As it stands presently, the South Street Seaport is a tourist trap courtesy of former mayor Rudy Giuliani; one that New Yorkers abhor, but without the draw of Times Square or even the High Line. Indeed, the South Street Seaport represents the very worst of waterfront development: It converts a formerly productive district into an oversized museum. The detractors of the development have compared South Street to the Embarcadero in San Francisco – with the implication that the Embarcadero is something worth emulating – but the Embarcadero is mostly useless.

This is true of most “reclaimed” waterfront spaces. City aldermen tend to convert waterfronts into fanciful touristy parkland for yuppies to build condos near, to the tune of tens if not hundreds of millions of public funding, as a form of developer giveaways. On occasion they’ll include the calcified husk of some nineteeth-century warehouse and maybe a ship anchor so people remember why the fuck they’re there in the first place, but mostly it’s just ridiculously expensive overly curated strips of green that will likely end up being an albatross of a tax burden during the next economic downturn. New York’s most notable recent example of this phenomenon is that of the Domino Sugar Factory in Williamsburg, Brooklyn.

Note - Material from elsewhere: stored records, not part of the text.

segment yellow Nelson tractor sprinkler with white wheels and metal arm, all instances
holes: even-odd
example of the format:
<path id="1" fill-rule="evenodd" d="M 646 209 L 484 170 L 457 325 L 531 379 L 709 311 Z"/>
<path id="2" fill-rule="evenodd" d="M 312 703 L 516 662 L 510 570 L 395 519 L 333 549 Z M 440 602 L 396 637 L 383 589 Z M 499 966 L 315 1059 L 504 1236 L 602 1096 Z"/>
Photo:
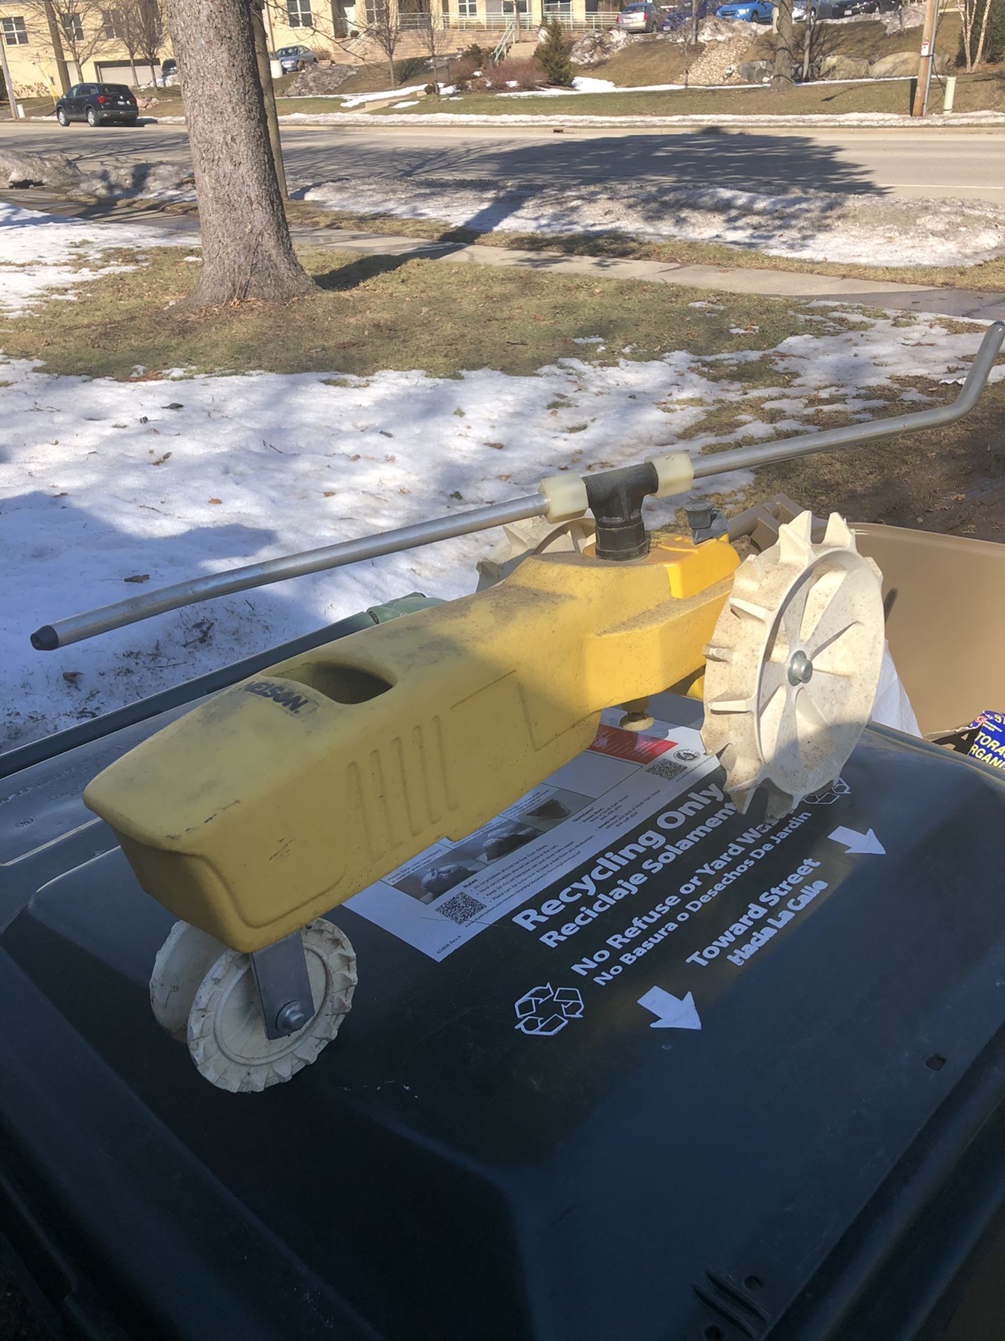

From the “What The Fuck Is This Shit” School of Architecture

The new glorified mall that the preservationists find so abhorrent of the new South Street Seaport is already evident in the current South Street Seaport. It’s not a seaport, after all. It lost all utility when Giuliani moved the Fulton Fish Market. While the old Market was riddled with mob interests, it also represented a productive city institution. It was replaced with, essentially, nothing, and unlike the Williamsburg boom, doesn’t even include much-needed housing. In that stead it’s hard to destroy what already isn’t there.

Suffice it to say, New York is an ugly place. Destroying the old Penn Station to build One Penn Plaza was a mistake the city will never live down, and the false promises of luxury condos in some rust-colored post-modern edifice don’t exactly engender enthusiasm. But it’s no sin that hasn’t already been committed, many times over, and this sort of rear-guard action against an already lost cause is as pointless as it is indicative of just how dysfunctional real estate politics are in the first place. But then, ugliness is what we do, so why not embrace it?